There’s nothing that the Orioles love quite so much as a player who strikes out a lot, hits a bunch of home runs, and should only ever serve as a first baseman or designated hitter. They had three such players on last year’s team and now, with Pedro Alvarez being re-signed to a minor league deal, they have all three of them back in the organization.
It’s only a minor league deal. My general rule is that it’s not worth either getting panicked or excited about a minor league deal. If a specific set of circumstances plays out where the player gets a chance to come up to MLB - either because there was an injury to someone else or because he’s hitting so well he can’t be ignored - that can be dealt with down the road.
For Alvarez in particular, it seems almost impossible that he would make the MLB roster unless there’s some kind of injury we don’t know about. That’s because FanRag’s Jon Heyman, who first reported that a deal was close, says that Alvarez will be working as an outfielder. You may have just laughed when you read that sentence.
The left-handed hitting Alvarez should never play against left-handed pitchers. That’s all there is to that. The Orioles are already set with left-handed hitting outfielders who should maybe never play against lefty pitchers. New acquisition Seth Smith is in this category for a certainty. Hyun Soo Kim deserves more of a chance against lefties, but he may be in this category as well.

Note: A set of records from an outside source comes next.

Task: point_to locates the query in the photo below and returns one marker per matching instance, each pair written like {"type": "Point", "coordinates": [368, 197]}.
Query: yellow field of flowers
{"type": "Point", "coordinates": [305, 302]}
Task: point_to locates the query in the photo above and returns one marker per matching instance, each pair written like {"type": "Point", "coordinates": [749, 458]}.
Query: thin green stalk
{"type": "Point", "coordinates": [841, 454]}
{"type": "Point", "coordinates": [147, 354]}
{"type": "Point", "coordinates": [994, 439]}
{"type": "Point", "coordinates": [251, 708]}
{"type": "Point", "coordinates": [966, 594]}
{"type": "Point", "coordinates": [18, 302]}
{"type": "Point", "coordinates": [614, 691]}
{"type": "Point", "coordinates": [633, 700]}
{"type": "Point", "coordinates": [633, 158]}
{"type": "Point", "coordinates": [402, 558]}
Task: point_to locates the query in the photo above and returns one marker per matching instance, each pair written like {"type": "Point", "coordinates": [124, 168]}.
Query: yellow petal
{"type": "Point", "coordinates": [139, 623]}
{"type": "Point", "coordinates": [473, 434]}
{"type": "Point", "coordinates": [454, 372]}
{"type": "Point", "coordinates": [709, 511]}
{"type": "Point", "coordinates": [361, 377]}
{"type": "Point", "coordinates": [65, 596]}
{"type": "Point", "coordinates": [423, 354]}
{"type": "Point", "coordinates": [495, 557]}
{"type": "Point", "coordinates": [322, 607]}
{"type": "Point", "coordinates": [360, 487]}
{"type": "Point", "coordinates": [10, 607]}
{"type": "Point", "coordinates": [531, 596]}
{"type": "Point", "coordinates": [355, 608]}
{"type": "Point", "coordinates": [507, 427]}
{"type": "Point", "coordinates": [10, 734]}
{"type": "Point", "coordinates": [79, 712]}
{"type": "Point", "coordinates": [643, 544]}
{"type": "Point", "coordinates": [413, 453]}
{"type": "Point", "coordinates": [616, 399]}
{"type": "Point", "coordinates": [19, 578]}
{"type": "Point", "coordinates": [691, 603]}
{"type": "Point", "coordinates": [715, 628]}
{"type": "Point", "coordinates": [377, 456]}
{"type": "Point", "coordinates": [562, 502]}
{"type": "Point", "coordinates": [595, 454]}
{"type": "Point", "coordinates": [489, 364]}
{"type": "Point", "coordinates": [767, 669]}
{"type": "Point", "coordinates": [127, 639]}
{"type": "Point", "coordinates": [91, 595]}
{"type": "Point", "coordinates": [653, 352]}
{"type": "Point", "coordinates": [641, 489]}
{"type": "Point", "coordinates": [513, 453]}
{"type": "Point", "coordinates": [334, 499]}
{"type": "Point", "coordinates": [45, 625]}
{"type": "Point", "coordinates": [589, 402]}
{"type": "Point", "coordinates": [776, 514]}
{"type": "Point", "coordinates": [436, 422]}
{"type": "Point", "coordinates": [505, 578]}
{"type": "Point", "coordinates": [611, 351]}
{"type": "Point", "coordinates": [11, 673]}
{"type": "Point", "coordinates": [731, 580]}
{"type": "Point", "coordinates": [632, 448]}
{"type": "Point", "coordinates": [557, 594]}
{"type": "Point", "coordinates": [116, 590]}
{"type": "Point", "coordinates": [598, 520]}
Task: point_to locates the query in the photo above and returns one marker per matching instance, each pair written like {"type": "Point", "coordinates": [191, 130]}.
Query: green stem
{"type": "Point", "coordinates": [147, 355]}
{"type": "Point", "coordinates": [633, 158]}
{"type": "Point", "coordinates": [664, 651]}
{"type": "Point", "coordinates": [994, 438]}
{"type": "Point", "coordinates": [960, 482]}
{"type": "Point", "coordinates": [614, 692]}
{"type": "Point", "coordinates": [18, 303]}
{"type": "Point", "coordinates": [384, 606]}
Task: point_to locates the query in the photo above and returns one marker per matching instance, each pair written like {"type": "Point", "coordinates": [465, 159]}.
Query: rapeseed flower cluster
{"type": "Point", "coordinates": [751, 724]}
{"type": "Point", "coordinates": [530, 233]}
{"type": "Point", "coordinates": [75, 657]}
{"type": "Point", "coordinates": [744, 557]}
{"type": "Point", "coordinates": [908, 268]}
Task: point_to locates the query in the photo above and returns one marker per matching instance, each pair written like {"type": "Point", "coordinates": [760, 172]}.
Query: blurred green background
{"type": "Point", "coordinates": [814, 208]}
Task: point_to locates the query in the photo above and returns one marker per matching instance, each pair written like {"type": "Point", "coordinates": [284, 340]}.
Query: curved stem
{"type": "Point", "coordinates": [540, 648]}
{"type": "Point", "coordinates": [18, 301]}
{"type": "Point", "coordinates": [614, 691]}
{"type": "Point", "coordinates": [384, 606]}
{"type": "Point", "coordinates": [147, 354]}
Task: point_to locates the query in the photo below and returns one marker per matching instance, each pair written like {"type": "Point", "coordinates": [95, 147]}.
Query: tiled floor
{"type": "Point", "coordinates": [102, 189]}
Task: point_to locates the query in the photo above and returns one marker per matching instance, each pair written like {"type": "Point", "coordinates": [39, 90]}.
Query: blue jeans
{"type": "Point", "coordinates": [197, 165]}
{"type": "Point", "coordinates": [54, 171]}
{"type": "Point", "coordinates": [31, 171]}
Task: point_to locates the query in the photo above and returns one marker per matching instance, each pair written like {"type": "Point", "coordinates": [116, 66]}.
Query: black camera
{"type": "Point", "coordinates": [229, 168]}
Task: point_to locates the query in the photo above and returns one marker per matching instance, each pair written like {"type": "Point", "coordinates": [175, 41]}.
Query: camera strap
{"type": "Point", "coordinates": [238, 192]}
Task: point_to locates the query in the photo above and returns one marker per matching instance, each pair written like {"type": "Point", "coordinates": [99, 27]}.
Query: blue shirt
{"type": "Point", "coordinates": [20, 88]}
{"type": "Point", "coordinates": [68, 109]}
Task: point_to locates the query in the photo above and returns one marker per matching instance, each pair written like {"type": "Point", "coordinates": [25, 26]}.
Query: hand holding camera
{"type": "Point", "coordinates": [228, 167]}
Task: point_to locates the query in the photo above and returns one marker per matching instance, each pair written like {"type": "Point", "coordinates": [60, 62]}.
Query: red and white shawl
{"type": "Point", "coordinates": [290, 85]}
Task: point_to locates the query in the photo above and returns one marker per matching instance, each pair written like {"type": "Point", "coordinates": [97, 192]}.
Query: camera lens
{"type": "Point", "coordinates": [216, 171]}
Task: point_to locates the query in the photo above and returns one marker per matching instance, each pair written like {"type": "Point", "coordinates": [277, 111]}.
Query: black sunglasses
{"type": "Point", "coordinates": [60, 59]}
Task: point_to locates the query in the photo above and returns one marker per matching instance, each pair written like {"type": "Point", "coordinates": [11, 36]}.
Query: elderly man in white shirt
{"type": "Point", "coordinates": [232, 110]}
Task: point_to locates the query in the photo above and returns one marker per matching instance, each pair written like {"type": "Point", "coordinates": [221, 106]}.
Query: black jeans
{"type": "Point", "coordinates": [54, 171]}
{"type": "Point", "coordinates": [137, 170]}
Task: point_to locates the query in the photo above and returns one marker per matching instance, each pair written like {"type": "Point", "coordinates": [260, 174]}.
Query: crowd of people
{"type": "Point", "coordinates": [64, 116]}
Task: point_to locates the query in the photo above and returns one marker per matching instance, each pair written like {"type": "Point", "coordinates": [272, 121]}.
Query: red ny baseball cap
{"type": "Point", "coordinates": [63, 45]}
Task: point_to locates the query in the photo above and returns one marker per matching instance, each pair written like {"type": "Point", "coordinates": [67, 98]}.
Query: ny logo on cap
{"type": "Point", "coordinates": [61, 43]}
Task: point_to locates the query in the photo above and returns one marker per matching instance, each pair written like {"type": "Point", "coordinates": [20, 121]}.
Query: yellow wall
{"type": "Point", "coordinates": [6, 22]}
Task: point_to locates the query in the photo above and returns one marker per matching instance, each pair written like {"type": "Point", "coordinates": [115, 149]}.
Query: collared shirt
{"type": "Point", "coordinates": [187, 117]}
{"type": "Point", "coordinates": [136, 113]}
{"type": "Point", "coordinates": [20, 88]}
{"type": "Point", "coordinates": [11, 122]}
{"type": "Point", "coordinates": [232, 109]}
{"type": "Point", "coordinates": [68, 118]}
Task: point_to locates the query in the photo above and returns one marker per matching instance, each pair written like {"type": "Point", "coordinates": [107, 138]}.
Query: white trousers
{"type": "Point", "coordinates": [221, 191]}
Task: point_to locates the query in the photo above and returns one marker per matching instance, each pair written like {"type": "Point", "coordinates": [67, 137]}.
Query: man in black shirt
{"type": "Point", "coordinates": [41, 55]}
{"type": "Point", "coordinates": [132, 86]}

The Orioles are also already set with first baseman/designated hitter types between Chris Davis, Mark Trumbo, and Trey Mancini, but they had Davis and Trumbo last year too and that didn’t stop them from signing Alvarez to an MLB deal at right around this point in the 2016 spring training season.
Even the Orioles couldn’t possibly be this crazy, could they? Well, maybe, and so until it becomes clear Alvarez won’t be immediately in the MLB picture, if you’re a little nervous about this, that’s OK. I will be too. But don’t treat it as a guarantee that he’s going to be on the Opening Day roster right now.
More likely, Alvarez is going to be ticketed for Norfolk as injury insurance of some kind. There is no one worth worrying about down there who might lose playing time because of an Alvarez outfield experiment.
Two of the three guys who got a lot of time in the outfield at Norfolk last year, Christian Walker and Dariel Alvarez, are out of the picture. There are no prospects to block in the high minors, so it doesn’t much matter if Pedro Alvarez patrols left field or right field or whatever field for the Tides. He’s not taking time from anyone who matters.
For all of his faults and all of the challenges his presence may create for roster flexibility, the fact is that Alvarez hit 22 home runs in only 376 plate appearances last year. He slumped in April and May but revved up in the second half of the season when many of the other hitters were wilting.
If Alvarez makes the MLB club, he’ll earn $2 million this season, with incentives that could add as much as $3.5 million onto the contract. Alvarez has a very particular set of skills that can have value to an MLB team in the right circumstances. The price is right, though the fit for the current roster is not.